Permutation Equivariant Neural Controlled Differential Equations for Dynamic Graph Representation Learning
Torben Berndt, Benjamin Walker, Tiexin Qin, Jan Stühmer, Andrey Kormilitzin
TL;DR
This work introduces Permutation Equivariant Neural Graph Controlled Differential Equations (PENG-CDEs) for dynamic graph representation learning. By projecting the fusion of adjacency and its time derivative onto the permutation-equivariant subspace $\mathfrak{E}_{\Sigma_n}(2,1)^1$, it achieves parameter efficiency while preserving expressivity, and ensures both permutation and time-warp equivariance. Theoretical results establish optimality of the projection in the linear case, and the framework extends to dynamic node features with a node-wise Hadamard interaction, maintaining symmetry.
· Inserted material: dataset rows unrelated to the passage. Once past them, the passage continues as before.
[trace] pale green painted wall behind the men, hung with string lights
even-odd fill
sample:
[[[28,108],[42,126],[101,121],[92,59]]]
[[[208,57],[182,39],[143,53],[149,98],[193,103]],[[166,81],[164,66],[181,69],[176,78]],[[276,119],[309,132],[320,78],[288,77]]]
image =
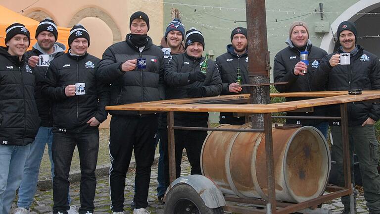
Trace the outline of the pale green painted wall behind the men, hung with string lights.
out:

Empirically, PENG-CDEs outperform non-equivariant and several baselines on synthetic heat diffusion and gene regulation tasks, real-world snapshots, and TGB node-affinity benchmarks, while also exhibiting robustness to oversampling and irregular time grids. Limitations include quadratic memory growth with node count due to dense adjacency storage, with future work aiming to scalable sparse representations, advanced solvers, and potential theoretical guarantees.
Abstract
Dynamic graphs exhibit complex temporal dynamics due to the interplay between evolving node features and changing network structures. Recently, Graph Neural Controlled Differential Equations (Graph Neural CDEs) successfully adapted Neural CDEs from paths on Euclidean domains to paths on graph domains. Building on this foundation, we introduce Permutation Equivariant Neural Graph CDEs, which project Graph Neural CDEs onto permutation equivariant function spaces. This significantly reduces the model's parameter count without compromising representational power, resulting in more efficient training and improved generalisation. We empirically demonstrate the advantages of our approach through experiments on simulated dynamical systems and real-world tasks, showing improved performance in both interpolation and extrapolation scenarios.